Muitos hoje se aproximam do budismo por ser uma religião mais racional e prática, enxuta e pragmática em sua moralidade que contempla uma vasta gama de condutas com poucos treinamentos ou “preceitos”, sem nenhum aspecto metafísico a ser aceito ou crido de antemão e, embora talvez a religião mais extensa em seus livros sagrados, não possui uma sabedoria dogmática, tem quase nenhuma mitologia e mesmo em sua simbologia é clara e objetiva, na grande maioria das vezes explicadas imediatamente pelo próprio Buda, o que dificulta a diversidade de interpretações causadoras de celeumas como temos em relação a outros livros sagrados a exemplo da bíblia e do alcorão.

Isso também foi o que me aproximou do budismo, além de alguns outros fatores.
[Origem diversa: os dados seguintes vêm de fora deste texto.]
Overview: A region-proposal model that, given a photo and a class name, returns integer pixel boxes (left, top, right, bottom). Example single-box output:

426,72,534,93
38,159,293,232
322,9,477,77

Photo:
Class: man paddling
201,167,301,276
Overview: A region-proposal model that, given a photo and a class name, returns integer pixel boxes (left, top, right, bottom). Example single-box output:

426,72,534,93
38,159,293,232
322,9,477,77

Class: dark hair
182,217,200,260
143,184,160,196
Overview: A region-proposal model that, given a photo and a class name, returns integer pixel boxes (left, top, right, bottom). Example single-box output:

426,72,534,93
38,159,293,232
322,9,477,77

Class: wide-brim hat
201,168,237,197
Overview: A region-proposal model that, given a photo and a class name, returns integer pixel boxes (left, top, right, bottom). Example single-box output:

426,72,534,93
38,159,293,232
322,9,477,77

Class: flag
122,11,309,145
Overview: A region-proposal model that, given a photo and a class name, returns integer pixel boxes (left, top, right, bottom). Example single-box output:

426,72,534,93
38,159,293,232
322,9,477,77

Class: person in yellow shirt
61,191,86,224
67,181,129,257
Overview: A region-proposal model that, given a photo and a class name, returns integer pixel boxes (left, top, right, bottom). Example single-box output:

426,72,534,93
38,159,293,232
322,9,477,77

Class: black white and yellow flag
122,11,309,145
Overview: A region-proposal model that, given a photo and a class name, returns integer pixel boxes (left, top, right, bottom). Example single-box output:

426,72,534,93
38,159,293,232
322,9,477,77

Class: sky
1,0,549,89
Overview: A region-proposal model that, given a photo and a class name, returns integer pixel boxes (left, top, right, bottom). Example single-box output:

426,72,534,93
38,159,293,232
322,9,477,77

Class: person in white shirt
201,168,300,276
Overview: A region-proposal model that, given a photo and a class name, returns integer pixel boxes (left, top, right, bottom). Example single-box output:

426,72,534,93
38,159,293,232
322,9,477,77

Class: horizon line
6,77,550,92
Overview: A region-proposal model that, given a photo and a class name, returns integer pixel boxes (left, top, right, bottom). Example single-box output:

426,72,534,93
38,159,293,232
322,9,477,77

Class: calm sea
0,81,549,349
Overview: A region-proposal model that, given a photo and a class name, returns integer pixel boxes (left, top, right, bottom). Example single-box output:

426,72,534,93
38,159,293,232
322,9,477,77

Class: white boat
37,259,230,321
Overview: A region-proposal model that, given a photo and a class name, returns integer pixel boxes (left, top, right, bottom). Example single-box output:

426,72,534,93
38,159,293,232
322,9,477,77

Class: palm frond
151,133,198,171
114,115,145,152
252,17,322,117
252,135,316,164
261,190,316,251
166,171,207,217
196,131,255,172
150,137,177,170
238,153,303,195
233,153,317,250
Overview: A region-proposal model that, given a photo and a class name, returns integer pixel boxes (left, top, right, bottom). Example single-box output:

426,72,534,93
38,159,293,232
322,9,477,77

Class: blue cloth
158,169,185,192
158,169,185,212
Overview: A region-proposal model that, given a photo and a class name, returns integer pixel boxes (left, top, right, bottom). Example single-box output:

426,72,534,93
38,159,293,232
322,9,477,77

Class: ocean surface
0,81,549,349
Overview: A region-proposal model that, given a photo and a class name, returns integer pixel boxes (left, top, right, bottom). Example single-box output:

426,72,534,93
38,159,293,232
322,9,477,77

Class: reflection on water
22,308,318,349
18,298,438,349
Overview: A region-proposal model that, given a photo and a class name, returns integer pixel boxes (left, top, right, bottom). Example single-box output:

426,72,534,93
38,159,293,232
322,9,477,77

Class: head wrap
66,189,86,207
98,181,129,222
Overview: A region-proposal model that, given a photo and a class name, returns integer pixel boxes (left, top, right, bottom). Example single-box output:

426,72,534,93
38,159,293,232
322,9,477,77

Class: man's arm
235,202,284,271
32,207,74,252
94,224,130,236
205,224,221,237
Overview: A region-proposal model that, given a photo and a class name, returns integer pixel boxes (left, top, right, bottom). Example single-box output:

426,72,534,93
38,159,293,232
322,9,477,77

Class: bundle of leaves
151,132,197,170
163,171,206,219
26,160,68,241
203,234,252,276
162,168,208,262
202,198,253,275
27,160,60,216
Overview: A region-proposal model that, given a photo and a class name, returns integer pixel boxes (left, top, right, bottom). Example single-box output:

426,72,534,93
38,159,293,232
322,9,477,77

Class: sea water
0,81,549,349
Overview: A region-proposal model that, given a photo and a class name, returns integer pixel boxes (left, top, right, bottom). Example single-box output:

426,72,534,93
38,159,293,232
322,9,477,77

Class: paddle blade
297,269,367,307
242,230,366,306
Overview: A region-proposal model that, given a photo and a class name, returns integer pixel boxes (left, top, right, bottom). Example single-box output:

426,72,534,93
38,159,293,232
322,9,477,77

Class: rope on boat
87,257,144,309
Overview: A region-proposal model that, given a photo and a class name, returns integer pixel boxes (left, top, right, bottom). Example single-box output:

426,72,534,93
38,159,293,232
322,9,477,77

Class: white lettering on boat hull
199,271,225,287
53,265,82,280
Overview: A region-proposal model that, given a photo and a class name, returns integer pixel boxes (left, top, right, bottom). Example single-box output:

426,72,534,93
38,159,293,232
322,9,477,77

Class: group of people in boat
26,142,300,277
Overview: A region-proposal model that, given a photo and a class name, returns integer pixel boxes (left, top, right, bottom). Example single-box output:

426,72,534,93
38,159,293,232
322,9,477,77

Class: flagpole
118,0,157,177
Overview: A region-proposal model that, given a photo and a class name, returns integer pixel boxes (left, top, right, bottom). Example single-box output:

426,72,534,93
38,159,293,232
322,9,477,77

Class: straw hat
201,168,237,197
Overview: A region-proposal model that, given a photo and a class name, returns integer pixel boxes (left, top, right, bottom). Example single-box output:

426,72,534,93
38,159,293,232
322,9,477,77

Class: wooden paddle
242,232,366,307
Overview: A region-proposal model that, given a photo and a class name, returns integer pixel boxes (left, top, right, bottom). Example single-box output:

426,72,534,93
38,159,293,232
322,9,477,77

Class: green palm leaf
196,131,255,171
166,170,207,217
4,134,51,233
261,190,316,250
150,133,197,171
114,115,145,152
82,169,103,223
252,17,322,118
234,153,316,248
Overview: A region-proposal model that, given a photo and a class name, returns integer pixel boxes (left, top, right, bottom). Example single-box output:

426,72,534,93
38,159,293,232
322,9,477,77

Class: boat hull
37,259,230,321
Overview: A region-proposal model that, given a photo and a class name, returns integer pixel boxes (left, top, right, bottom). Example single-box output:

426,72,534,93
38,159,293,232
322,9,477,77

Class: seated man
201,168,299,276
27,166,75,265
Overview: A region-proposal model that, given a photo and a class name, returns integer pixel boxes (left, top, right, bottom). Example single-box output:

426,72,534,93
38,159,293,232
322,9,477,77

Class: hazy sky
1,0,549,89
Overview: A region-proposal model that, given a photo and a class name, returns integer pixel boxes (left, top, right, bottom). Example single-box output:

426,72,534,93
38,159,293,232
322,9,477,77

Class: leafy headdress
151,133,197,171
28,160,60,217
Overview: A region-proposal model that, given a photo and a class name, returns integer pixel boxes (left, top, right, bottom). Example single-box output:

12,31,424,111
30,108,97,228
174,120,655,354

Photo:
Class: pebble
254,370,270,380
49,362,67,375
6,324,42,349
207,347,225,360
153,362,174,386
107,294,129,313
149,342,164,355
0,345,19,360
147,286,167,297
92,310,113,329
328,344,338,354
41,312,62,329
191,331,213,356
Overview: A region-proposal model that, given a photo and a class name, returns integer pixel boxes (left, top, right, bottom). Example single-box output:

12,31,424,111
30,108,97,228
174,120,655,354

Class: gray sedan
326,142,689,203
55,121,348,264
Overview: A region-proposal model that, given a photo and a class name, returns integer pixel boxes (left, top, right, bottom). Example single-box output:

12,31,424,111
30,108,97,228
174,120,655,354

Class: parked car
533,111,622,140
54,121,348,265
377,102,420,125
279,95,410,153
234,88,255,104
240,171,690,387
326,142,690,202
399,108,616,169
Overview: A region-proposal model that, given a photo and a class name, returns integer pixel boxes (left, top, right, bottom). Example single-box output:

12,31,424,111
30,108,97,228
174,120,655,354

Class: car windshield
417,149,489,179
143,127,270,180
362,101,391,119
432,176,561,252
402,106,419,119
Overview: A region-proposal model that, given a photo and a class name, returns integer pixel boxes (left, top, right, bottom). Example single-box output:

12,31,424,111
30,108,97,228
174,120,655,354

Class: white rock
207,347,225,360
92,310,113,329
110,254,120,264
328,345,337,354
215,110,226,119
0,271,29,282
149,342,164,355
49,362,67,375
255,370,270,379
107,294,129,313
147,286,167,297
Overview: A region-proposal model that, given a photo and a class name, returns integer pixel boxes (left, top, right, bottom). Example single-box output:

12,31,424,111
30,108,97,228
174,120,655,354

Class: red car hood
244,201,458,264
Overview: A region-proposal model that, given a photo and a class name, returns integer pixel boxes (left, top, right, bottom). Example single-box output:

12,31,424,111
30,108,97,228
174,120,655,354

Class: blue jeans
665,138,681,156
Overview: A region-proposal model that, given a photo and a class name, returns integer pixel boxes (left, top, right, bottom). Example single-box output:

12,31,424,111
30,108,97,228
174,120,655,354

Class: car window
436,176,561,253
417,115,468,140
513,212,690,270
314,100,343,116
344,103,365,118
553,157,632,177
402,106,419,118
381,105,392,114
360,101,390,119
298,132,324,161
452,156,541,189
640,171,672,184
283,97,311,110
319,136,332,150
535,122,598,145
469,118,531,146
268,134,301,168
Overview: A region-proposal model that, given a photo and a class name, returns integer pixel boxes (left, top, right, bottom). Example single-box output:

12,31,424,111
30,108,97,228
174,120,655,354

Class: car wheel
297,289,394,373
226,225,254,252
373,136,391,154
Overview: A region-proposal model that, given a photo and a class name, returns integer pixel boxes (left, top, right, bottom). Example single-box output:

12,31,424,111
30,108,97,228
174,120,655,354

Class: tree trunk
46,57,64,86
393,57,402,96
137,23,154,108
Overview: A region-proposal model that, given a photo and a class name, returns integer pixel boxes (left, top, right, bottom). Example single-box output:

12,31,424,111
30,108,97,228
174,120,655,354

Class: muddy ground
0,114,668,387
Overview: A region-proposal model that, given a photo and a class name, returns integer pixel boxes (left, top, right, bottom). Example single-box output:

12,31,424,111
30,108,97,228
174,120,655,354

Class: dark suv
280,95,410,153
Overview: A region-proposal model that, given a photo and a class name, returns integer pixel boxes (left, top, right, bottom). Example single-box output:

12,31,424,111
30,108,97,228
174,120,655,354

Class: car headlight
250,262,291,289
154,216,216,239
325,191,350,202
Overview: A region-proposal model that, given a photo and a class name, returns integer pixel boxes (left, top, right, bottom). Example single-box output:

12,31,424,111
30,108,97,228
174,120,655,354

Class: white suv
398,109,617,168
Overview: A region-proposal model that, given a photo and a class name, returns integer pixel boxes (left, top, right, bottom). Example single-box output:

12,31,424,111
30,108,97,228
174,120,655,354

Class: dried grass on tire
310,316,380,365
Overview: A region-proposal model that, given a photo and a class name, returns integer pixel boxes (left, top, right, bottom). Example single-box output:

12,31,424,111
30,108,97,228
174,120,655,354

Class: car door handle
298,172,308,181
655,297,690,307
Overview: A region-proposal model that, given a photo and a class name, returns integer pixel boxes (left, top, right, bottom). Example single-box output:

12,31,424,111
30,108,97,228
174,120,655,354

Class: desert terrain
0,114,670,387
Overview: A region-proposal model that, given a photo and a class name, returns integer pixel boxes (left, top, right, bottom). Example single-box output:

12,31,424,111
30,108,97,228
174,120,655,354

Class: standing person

Entre eles sempre destaco dentro dessa temática a quase singularidade de não ser uma religião revelada e de oferecer um método para ver por si mesmo, Buda diz “seja seu próprio mestre” e “não acredite só porque alguém disse ou porque eu estou dizendo”. O “faça você mesmo” e o “venha e veja”, são dois aspectos que, no meu entendimento, o budismo oferece e satisfaz qualquer pessoa que se aproxime dele e sinceramente experimente praticá-lo. Quer dizer, o Buda não dá uma série de informações nas quais você deva acreditar ou aceitar ou ver se está de acordo com o que você pensa; ele não se diz o dono da verdade e que você estará salvo se acreditar nele e condenado se duvidar. Ele nos convida a experimentarmos, em nossas vidas, a prática de uma forma de moral e de uma forma de meditação que nos levará gradualmente à felicidade e libertação da ignorância, do medo, do sofrimento, etc. e ele oferece um método eficaz para isso, e comprovaremos essa eficácia por nós mesmos, sem ter que acreditar cegamente, mas sim fazendo por nós mesmos e experimentando os seus resultados. Ele também não oferece uma sabedoria axiomática ou decorada com regras de ouro e explicações fabulosas, ele nos oferece uma sabedoria elevada em seus resultados, que deve ser estudada, compreendida, mas que só poderá ser comprovada em seus mais elevados objetivos se levamo-la à prática. Ele não diz “isto é assim, acredite porque eu sou Buda e vi por mim mesmo”, ele diz “venha e veja”, veja você mesmo, você deve ver o que ele vê e não simplesmente crer.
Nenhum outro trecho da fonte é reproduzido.